小さな店がワンフロアに多数集まる工業ビルに店を構える同店の店舗面積は140スクエアフィート。売り場のカウンターや販売の棚には木を使うことで「日本らしさを表現した」という。長崎の波佐見焼、佐賀の有田焼、岡山の備前焼などは皿、マグカップ、茶わんなど普段使いやすいアイテムを中心に扱うほか、日本モチーフの柄がデザインされたはがきやシール、マスキングテープなどのアイテムも並べる。
富山県の「CUSURI紙風船」は富山県で医薬品パッケージを長年印刷してきた印刷メーカー「富山スガキ」が手掛けたもの。エイミーさんが取材で「とやまの薬」は薬の販売のおまけに、子どもが喜ぶような紙風船を一緒に配っていたというストーリーが背景にあると知り、だるま柄も富士山や招き猫と並んで香港で人気があると仕入れた。エイミーさんは1人で直接、メーカーや作家にアプローチし、交渉して香港での販売につなげているという。
47都道府県全てのものを販売したいという思いで付けた店名だが、現在のスタート段階では、その約半分の県の商品を扱う。「最初はお客さまが来てくれるかどうか不安だったが、スタートしてみると、売り切れ商品も続々と出るなど、反応が非常に良い」と安心した様子で笑みを浮かべるエイミーさん。客層は20~30代の若い女性層を中心に、新型コロナ肺炎の拡大によって家にいる時間が長くなったこともあり、ギフトだけではなく自分で使うものとして、何度も店に足を運ぶ客や、新商品の入荷状況をメッセージで問い合わせる客もいる。
人気商品は、その使い方が日本と異なる面もあるという。有田焼の豆皿(158香港ドル)は、有田の特徴的な色使いに金のアクセントがあるものが人気だが、香港ではアクセサリー置きに使う客が多いという。酒器も飾ったり、つまみを入れたりして使う。風呂敷も日本の和柄が入ったものは売り切れたものもあるが、汚れが目立ったり粗末な仕上げが多かったりする壁を隠したいと、包む以上に「飾る」香港人も多いという。

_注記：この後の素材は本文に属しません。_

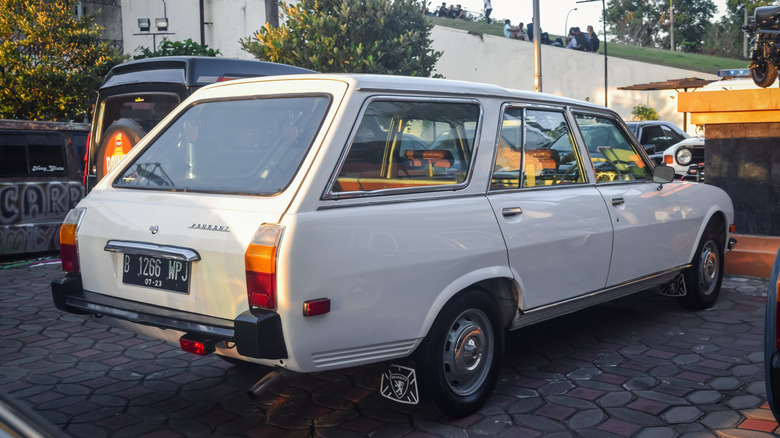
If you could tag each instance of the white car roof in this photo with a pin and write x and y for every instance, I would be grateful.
(401, 84)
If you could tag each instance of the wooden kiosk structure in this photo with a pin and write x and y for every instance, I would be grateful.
(742, 156)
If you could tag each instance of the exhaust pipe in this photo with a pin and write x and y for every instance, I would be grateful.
(272, 378)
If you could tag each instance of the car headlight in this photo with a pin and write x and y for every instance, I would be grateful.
(683, 156)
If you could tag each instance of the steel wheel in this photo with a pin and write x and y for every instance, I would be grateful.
(704, 277)
(762, 70)
(459, 360)
(468, 352)
(708, 268)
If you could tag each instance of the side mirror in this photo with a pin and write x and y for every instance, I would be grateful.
(663, 174)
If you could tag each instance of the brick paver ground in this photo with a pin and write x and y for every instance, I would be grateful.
(641, 367)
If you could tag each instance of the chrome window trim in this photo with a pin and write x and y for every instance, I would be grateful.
(153, 250)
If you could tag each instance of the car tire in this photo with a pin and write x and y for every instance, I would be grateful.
(456, 381)
(704, 277)
(131, 133)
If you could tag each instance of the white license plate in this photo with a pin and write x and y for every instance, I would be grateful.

エイミーさんは、それぞれの商品名と説明書きを繁体字で表示することにこだわる。「使い方が分からない商品もこうして丁寧に説明を入れると興味を持ってもらいやすくなる。ちゃんとお客さんに説明したいから」と自身が身に付けた日本語も活用して販売につなげている。「何よりまた渡航ができるようになり、直接香港の人たちが興味を持つものを仕入れたい」と日本への思いを熱く語る。
営業時間は12時30分~21時30分。